Do not overcook the shrimp; it becomes rubbery. Cook it quickly. Prepare your ingredients ahead of time to make assembly faster. Season generously to taste. If you like it spicy, add more chili powder or jalapeños.

Variation

For a low-carb option, use cauliflower rice and more non-starchy vegetables. Add a pinch of cayenne pepper or hot sauce for an extra spicy kick. For a creamy texture, mix cream cheese or avocado into your black beans. You can use chicken, steak, or tofu instead of shrimp.
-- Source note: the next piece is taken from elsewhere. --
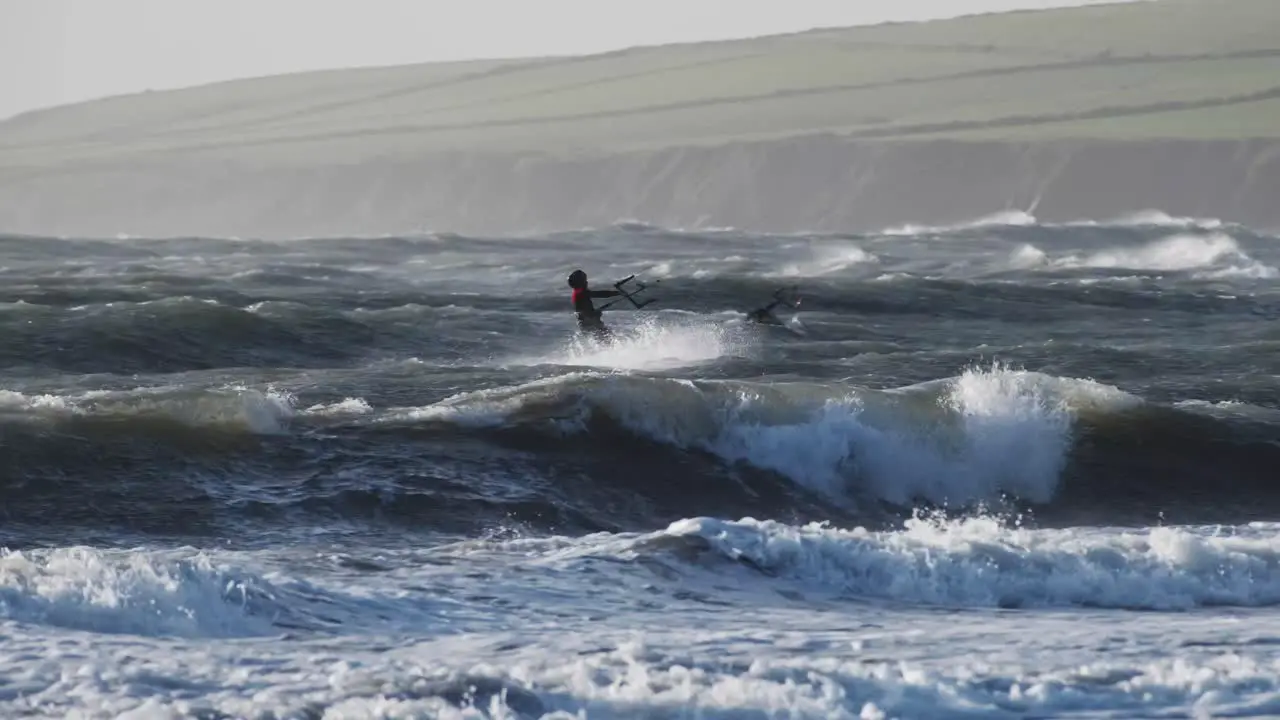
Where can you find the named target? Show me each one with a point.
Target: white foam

Add roasted bell peppers, zucchini, or sweet potatoes for more flavor.

FAQs

Q1: Can I make this Garlic Shrimp Burrito Bowl ahead of time for meal prep?
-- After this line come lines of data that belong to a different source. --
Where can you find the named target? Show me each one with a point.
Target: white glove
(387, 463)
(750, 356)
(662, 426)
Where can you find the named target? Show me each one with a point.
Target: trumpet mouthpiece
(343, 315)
Yes! Cook the rice and shrimp, and prepare all your toppings in advance. Store them separately in airtight containers in the fridge. When you are ready to eat, simply reheat the rice and shrimp (if desired) and assemble your bowl.

Q2: What’s the best way to ensure my garlic shrimp isn’t rubbery in the Burrito Bowl?
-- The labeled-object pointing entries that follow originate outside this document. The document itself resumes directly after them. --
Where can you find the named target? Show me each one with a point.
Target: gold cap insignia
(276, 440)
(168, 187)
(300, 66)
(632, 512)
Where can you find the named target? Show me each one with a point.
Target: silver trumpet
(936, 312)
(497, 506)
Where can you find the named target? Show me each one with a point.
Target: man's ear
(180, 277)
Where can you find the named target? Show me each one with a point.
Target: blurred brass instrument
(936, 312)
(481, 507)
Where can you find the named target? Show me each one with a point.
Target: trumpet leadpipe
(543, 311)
The key is to not overcook the shrimp. Shrimp cooks very quickly, typically only 2-3 minutes per side. Cook it just until it turns pink and opaque. Remove it from the heat immediately to maintain its tender texture.

Q3: Are there any vegetarian or vegan options for this Burrito Bowl if I do not want to use shrimp?

Yes, you can easily adapt this! For a vegetarian version, omit the shrimp and add extra beans, roasted vegetables, or grilled halloumi. For a vegan alternative, swap the shrimp for seasoned grilled tofu or tempeh, and use vegan sour cream or a cashew cream.

Delicious Garlic Shrimp Burrito Bowl overhead view

Spicy Garlic Shrimp Burrito Bowl

This vibrant and flavorful Spicy Garlic Shrimp Burrito Bowl features perfectly cooked shrimp marinated in a zesty garlic and spice blend, served over a bed of rice with black beans, corn, fresh avocado, salsa, and a creamy Greek yogurt drizzle. It's a quick and easy meal packed with bold flavors and fresh toppings.
Prep Time 15 minutes
Cook Time 25 minutes
Total Time 40 minutes
Servings 4 bowls
Calories 550 kcal

Equipment

  • Medium bowl
  • Large skillet
  • Small saucepan
  • Serving bowls

Ingredients
  

Main Ingredients

  • 1 lb Fresh shrimp peeled, deveined, tails on or off
  • 4-5 cloves Garlic minced
  • 2 tbsp Olive oil
  • 1 tbsp Lime juice freshly squeezed
  • 1 tsp Chili powder
  • 1/2 tsp Cumin
  • 1/2 tsp Paprika (smoked or sweet)
  • 1/2 tsp Salt or to taste
  • 1/4 tsp Black pepper or to taste
  • 2 tbsp Fresh cilantro chopped, for garnish
  • 2 cups Cooked rice (brown or white)
  • 1 (15-oz) can Black beans rinsed and drained
  • 1 cup Corn (fresh, frozen, or canned kernels)
  • 1 Avocado diced
  • 1/2 cup Salsa (your favorite spicy variety)
  • 1/4 cup Greek yogurt
  • 1/4 cup Shredded Monterey Jack cheese
  • 1 Jalapeño thinly sliced (fresh)
  • 1/4 cup Red onion thinly sliced
  • A few dashes Hot sauce to taste
  • Lime wedges For serving

Instructions
 

Preparation

  • Cook rice according to package directions, then rinse and drain black beans, gently warming them and the corn if desired.
  • In a medium bowl, combine shrimp with minced garlic, olive oil, lime juice, chili powder, cumin, paprika, salt, and black pepper, tossing to coat.
  • Heat a large skillet over medium-high heat, add the marinated shrimp in a single layer, and cook for 2-3 minutes per side until pink and opaque; remove and set aside.

Assembly

  • To assemble, divide the cooked rice among individual serving bowls.
  • Top the rice with the warmed black beans and corn.
  • Arrange the cooked garlic shrimp over the rice, beans, and corn.
  • Pile on toppings including diced avocado, spicy salsa, Greek yogurt, shredded Monterey Jack cheese, fresh jalapeño slices, and thinly sliced red onion.
  • Drizzle with a few dashes of hot sauce for an extra kick.
  • Squeeze fresh lime juice over the top, sprinkle with fresh cilantro, and serve immediately with extra lime wedges.

Notes

For a quicker prep, use pre-cooked shrimp and warm it gently. Adjust the amount of chili powder, jalapeño, and hot sauce to control the spice level. This bowl is highly customizable; feel free to add your favorite vegetables or a different protein like chicken or fish.